Voting officers of the American units in the British sector say that no accurate record has been kept of the numbers who have voted, but they believe that more than 50 percent have done so.
It would make an interesting report to canvass some of the soldiers who are now involved in bitter fighting, for their opinions of the candidates, but there is a stiffly-worded federal statute which prohibits questioning any member of the Armed Forces as to whom he intends to vote for, or has voted for.
This statute, which was called to my attention by the voting officers, was passed by this Congress. It specifically bans questioning along this line for the purpose of newspaper or radio reporting.
There is relatively little discussion of the election among troops in the forward areas, but from what I have overheard, it appears that the condition I encountered last June, when I interviewed a group of paratroopers who were about to jump on D-Day and found them solidly for President Roosevelt, has undergone some changes. In the few discussions I have heard, Governor Dewey does not lack supporters.
Arguments follow conventional lines. Roosevelt supporters are urging the retention of the midstream horse, and decrying Governor Dewey’s presumed lack of experience in military and world problems, while Dewey supporters deplore indefinite multiplication terms for one President, and insist that the war is now in such a stage that it is certain to be won, no matter who is President.

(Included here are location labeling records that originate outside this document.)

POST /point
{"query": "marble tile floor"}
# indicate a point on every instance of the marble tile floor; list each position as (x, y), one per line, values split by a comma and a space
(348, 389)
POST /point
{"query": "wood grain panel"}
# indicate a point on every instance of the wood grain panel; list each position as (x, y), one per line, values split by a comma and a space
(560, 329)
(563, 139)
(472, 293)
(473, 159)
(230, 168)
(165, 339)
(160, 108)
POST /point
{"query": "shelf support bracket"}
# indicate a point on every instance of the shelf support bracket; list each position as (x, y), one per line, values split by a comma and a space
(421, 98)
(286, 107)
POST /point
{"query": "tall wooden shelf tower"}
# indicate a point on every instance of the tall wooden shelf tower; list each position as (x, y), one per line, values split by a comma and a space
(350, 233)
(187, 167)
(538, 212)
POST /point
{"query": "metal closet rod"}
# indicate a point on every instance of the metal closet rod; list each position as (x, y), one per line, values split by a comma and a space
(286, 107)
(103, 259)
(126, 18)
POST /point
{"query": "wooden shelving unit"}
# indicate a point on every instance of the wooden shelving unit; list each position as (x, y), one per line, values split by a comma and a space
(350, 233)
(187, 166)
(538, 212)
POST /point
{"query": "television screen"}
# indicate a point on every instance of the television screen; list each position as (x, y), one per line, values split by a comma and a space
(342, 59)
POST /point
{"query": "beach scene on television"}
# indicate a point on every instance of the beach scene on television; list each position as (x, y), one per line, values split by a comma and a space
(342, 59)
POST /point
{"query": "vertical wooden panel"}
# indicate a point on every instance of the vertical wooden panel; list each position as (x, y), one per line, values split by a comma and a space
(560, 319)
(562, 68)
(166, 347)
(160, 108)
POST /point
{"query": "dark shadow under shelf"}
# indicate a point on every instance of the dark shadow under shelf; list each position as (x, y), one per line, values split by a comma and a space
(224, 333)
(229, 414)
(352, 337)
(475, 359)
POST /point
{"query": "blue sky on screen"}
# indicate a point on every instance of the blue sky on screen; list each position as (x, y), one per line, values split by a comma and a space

There is some spirit of disappointment among soldiers, as among civilians at home, that the war, which many had hoped would fold up before November, now seems likely to go into and perhaps through the winter. But most votes here were already cast before this became clear. It is doubtful whether it would influence political preference much in any case.
Army regulations stringently ban electioneering, and there almost certainly has been nothing of that character. The effort continues to bring out the soldier vote, in the sense that voting officers, who have been appointed for all units down to company units, are more or less constantly urged to make sure that every soldier knows of his right to vote, and is fully acquainted with the machinery by which he can make his vote count.